In the summer of 2005, the Northwestern University women’s lacrosse team visited the White House to celebrate a national championship with President George W. Bush. Worried the players might sink into the South Lawn, a staffer told them not to wear high heels, so instead many wore flip-flops. A photo of the players with Bush—their footwear visible—was released, and scandal ensued. “It mortified me,” said one of the players’ mothers, aghast at the impropriety. NBC News called the incident a “flip-flop kerfuffle.”
The Super Bowl champion Philadelphia Eagles were scheduled to visit the White House on Tuesday but were abruptly disinvited by President Donald Trump late Monday night after he learned the delegation of players would be considerably skimpier than expected. “They disagree with their President because he insists that they proudly stand for the National Anthem, hand on heart, in honor of the great men and women of our military and the people of our country,” blared an official White House statement.

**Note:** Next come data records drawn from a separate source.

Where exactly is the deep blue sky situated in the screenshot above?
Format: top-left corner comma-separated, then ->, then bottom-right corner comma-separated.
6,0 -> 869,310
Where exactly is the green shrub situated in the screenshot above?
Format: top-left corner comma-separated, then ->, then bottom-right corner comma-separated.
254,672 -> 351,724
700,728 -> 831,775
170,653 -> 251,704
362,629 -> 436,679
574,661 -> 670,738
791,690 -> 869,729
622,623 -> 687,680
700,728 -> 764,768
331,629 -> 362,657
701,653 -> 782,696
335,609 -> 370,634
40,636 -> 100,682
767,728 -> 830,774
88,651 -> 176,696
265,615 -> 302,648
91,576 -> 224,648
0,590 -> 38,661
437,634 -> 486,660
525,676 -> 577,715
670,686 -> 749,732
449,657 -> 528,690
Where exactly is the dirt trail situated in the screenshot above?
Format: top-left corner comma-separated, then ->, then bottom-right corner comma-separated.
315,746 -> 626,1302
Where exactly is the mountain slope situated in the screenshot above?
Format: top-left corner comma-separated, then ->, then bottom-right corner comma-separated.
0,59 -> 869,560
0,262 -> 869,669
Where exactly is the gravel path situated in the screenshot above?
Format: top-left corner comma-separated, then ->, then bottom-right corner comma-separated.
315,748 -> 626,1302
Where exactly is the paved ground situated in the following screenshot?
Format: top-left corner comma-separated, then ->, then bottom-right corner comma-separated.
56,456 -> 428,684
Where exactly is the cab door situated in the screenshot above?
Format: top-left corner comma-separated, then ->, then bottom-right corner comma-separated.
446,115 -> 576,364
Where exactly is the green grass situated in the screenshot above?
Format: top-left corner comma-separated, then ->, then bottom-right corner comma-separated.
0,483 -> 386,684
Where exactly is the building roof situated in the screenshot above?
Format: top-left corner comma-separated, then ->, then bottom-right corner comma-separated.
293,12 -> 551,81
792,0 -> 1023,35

Oh, for the halcyon days of the flip-flop kerfuffle.
The Eagles, of course, are just the latest championship team to cross swords with the president over a White House invitation, a once feel-good tradition dating back nearly a century that has, over the past 16 months, become a handy test of allegiance in the nation’s culture wars. Last year, several New England Patriots released a video announcing their reasons for passing on Trump’s party (Tom Brady, a Trump favorite, was a late scratch, too). The Golden State Warriors, whose coach Steve Kerr has been one of the president’s loudest critics, never even got an invite. The NCAA champion South Carolina women’s basketball team declined to visit, as did the North Carolina men. Seemingly every American championship team now gets the loaded question: Will it show up at Trump’s White House?